Ada beberapa konsekuensi nan harus anda terima bila anda menikah dengan seorang WNA. Salah satunya nan terpenting yaitu terkait dengan status anak. Berdasarkan UU Kewarganegaraan terbaru, anak nan lahir dari perkawinan seorang wanita WNI dengan pria WNA, maupun anak nan lahir dari perkawinan seorang wanita WNA dengan pria WNI, kini sama-sama telah diakui sebagai warga negara Indonesia. Anak tersebut akan berkewarganegaraan ganda, dan setelah anak berusia 18 tahun atau sudah kawin maka ia harus menentukan pilihannya.

Pernyataan buat memilih tersebut harus disampaikan paling lambat 3 (tiga) tahun setelah anak berusia 18 tahun atau setelah kawin. Jadi bersiaplah buat mengurus prosedural pemilihan kewarganegaraan anak anda selanjutnya.



Hukum Anak Hasil Perkawinan Campuran

Persoalan nan rentan dan sering timbul dalam perkawinan campuran ialah masalah kewarganegaraan anak. UU kewarganegaraan nan lama menganut prinsip kewarganegaraan tunggal, sehingga anak nan lahir dari perkawinan campuran hanya dapat memiliki satu kewarganegaraan, nan dalam UU tersebut ditentukan bahwa nan harus diikuti ialah kewarganegaraan ayahnya.

Pengaturan ini menimbulkan persoalan apabila di kemudian hari perkawinan orang tua pecah, tentu ibu akan kesulitan mendapat pengasuhan anaknya nan warga negara asing.

Indonesia menganut asas kewarganegaraan tunggal, dimana kewarganegaraan anak mengikuti ayah, sinkron pasal 13 ayat (1) UU No.62 Tahun 1958 :

“Anak nan belum berumur 18 tahun dan belum kawin nan mempunyai interaksi hukum kekeluargaan dengan ayahnya sebelum ayah itu memperoleh kewarga-negaraan Republik Indonesia, turut memperoleh kewarga-negaraan Republik Indonesia setelah ia bertempat tinggal dan berada di Indonesia. Keterangan tentang bertempat tinggal dan berada di Indonesia itu tak berlaku terhadap anak-anak nan sebab ayahnya memperoleh kewarga-negaraan Republik Indonesia menjadi tanpa kewarga-negaraan”

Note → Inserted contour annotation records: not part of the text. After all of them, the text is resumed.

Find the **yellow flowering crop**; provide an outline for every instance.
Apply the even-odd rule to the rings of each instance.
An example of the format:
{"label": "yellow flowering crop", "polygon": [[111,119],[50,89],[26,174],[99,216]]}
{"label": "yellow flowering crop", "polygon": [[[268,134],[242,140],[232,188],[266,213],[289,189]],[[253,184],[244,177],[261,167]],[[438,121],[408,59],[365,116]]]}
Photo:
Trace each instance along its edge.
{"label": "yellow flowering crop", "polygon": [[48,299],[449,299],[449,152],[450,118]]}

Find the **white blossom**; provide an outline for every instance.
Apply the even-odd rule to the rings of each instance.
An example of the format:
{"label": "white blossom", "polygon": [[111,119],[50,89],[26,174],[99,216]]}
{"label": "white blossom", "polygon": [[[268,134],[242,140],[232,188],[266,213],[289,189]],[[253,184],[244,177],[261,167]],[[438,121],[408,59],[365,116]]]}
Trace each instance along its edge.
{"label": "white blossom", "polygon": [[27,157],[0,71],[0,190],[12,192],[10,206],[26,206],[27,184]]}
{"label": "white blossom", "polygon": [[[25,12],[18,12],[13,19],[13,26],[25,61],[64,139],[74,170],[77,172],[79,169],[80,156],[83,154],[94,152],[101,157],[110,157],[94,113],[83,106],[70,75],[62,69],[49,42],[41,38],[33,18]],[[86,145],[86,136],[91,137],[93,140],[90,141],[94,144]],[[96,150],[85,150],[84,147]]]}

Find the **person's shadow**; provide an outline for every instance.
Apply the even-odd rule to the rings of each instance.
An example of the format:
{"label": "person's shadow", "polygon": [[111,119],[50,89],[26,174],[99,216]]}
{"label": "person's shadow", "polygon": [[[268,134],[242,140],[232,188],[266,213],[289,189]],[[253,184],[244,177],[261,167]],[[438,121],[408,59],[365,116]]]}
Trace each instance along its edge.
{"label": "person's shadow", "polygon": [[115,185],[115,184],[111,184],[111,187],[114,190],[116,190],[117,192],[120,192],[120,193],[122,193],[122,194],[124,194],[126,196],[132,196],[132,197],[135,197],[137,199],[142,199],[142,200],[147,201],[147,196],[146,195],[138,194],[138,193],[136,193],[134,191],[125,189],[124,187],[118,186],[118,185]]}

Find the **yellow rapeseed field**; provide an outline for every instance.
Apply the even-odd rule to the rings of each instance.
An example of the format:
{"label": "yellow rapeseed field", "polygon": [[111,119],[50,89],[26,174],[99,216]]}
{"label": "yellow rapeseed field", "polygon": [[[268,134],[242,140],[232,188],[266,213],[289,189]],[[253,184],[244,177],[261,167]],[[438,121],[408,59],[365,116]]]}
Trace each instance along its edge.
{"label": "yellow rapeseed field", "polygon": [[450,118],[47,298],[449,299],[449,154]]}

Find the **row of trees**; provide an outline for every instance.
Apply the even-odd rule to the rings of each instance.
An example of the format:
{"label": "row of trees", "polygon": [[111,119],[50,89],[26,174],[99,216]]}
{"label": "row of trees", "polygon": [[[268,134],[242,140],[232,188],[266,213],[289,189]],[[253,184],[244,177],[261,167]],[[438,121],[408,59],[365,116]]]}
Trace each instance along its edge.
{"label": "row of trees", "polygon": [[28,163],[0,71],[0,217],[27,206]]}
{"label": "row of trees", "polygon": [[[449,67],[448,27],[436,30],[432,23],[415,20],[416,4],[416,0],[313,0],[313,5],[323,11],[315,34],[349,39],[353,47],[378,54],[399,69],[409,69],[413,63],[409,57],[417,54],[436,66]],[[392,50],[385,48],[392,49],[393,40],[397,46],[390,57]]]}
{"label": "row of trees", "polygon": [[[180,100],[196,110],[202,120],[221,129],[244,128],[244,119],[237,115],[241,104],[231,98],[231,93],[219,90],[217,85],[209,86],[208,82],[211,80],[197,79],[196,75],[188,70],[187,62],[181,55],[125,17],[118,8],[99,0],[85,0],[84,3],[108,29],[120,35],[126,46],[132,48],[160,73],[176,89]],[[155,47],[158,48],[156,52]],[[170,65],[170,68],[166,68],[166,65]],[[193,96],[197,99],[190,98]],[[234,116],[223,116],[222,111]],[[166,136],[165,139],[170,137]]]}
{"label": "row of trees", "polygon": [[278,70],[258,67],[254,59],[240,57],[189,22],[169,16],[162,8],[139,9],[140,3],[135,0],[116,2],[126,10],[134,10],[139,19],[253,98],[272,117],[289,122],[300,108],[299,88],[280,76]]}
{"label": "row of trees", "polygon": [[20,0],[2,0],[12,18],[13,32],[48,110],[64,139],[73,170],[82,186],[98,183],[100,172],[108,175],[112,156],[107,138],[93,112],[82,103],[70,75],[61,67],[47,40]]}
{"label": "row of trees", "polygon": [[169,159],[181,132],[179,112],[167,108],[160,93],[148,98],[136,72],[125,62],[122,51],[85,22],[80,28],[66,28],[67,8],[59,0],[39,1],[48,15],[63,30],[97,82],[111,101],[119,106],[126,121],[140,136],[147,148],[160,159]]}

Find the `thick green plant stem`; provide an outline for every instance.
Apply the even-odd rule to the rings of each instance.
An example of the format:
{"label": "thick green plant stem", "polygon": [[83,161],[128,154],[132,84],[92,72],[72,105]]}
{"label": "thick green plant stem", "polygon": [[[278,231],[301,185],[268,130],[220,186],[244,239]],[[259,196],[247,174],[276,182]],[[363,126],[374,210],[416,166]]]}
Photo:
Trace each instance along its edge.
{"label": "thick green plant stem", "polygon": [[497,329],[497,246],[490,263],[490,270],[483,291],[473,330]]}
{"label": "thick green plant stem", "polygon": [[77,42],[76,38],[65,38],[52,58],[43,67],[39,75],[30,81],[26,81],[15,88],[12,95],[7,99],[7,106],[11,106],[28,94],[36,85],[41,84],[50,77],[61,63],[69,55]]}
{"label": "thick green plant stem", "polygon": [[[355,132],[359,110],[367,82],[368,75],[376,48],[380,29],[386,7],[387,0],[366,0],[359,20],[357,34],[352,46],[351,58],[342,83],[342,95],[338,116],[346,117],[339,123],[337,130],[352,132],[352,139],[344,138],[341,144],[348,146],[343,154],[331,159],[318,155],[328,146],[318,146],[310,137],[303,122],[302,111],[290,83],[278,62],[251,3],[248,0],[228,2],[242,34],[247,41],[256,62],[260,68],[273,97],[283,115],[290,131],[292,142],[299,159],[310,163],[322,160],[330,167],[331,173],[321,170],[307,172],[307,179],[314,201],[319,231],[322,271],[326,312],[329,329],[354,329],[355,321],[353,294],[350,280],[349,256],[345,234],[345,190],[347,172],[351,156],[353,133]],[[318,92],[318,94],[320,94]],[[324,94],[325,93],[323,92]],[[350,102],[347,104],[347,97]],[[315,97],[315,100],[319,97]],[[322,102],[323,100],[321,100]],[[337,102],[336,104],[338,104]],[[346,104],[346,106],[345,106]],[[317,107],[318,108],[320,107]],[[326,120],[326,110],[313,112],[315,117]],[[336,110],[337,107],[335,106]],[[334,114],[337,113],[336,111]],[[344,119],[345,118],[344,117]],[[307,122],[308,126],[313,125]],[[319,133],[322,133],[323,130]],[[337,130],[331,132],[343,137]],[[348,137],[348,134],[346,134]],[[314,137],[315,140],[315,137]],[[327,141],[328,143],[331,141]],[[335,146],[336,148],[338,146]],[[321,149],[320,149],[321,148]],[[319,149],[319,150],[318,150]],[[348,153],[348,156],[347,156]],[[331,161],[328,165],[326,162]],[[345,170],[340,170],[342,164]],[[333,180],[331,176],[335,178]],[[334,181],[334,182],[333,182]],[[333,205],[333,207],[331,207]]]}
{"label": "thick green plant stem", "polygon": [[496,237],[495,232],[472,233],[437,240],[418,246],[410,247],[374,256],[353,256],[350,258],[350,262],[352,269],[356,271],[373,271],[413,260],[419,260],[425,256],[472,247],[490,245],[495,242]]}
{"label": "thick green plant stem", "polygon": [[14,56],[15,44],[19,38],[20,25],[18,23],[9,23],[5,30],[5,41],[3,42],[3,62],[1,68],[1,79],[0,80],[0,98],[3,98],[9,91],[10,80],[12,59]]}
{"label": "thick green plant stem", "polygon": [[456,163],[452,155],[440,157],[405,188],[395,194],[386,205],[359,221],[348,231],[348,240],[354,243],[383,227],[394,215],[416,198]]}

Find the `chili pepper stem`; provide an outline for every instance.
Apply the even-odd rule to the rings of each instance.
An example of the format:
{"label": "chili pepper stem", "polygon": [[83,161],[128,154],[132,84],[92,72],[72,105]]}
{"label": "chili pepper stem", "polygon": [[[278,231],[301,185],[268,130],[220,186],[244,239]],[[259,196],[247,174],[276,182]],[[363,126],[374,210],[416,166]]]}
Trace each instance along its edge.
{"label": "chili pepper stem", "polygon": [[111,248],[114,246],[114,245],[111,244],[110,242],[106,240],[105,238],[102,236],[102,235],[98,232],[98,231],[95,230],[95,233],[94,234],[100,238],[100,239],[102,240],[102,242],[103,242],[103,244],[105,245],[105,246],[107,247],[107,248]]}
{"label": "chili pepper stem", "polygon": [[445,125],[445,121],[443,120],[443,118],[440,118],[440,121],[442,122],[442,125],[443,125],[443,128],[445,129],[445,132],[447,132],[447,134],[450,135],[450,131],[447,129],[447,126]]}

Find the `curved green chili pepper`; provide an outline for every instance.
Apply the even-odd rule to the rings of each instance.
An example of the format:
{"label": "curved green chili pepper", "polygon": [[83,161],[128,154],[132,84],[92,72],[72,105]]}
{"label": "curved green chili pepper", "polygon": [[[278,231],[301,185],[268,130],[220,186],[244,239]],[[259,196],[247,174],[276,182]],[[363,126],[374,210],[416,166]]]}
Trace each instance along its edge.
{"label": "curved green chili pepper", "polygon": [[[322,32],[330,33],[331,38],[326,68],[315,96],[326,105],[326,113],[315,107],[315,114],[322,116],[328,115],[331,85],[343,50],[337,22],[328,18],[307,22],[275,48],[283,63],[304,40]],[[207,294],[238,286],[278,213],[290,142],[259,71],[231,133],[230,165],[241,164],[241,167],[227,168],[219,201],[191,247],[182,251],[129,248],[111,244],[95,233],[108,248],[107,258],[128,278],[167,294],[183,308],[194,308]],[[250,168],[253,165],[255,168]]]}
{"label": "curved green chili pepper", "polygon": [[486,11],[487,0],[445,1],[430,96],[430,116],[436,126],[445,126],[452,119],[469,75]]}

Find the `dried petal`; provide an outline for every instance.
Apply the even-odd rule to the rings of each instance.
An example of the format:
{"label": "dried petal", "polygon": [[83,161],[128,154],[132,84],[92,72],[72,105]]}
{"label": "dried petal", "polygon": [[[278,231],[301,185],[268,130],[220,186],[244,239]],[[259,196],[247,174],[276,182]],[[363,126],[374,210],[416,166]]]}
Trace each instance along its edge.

Dalam ketentuan UU kewarganegaraan ini, anak nan lahir dari perkawinan campuran dapat menjadi warganegara Indonesia dan dapat menjadi warganegara asing :



1. Menjadi Warganegara Indonesia

Apabila anak tersebut lahir dari perkawinan antara seorang wanita warga negara asing dengan pria warganegara Indonesia (pasal 1 huruf b UU No.62 Tahun 1958), maka kewarganegaraan anak mengikuti ayahnya, kalaupun Ibu bisa memberikan kewarganegaraannya, si anak terpaksa harus kehilangan kewarganegaraan Indonesianya.

Bila suami meninggal global dan anak anak masih dibawah umur tak jelas apakah istri bisa menjadi wali bagi anak anak nya nan menjadi WNI di Indonesia. Bila suami (yang berstatus pegawai negeri)meningggal tak jelas apakah istri (WNA) bisa memperoleh pensiun suami.



2. Menjadi Warganegara Asing

Apabila anak tersebut lahir dari perkawinan antara seorang wanita warganegara Indonesia dengan warganegara asing. Anak tersebut sejak lahirnya dianggap sebagai warga negara asing sehingga harus dibuatkan Paspor di Kedutaan Besar Ayahnya, dan dibuatkan kartu Izin Tinggal Sementara (KITAS) nan harus terus diperpanjang dan biaya pengurusannya tak murah.

Dalam hal terjadi perceraian, akan sulit bagi ibu buat mengasuh anaknya, walaupun pada pasal 3 UU No.62 tahun 1958 dimungkinkan bagi seorang ibu WNI nan bercerai buat memohon kewarganegaraan Indonesia bagi anaknya nan masih di bawah umur dan berada dibawah pengasuhannya, namun dalam praktek hal ini sulit dilakukan.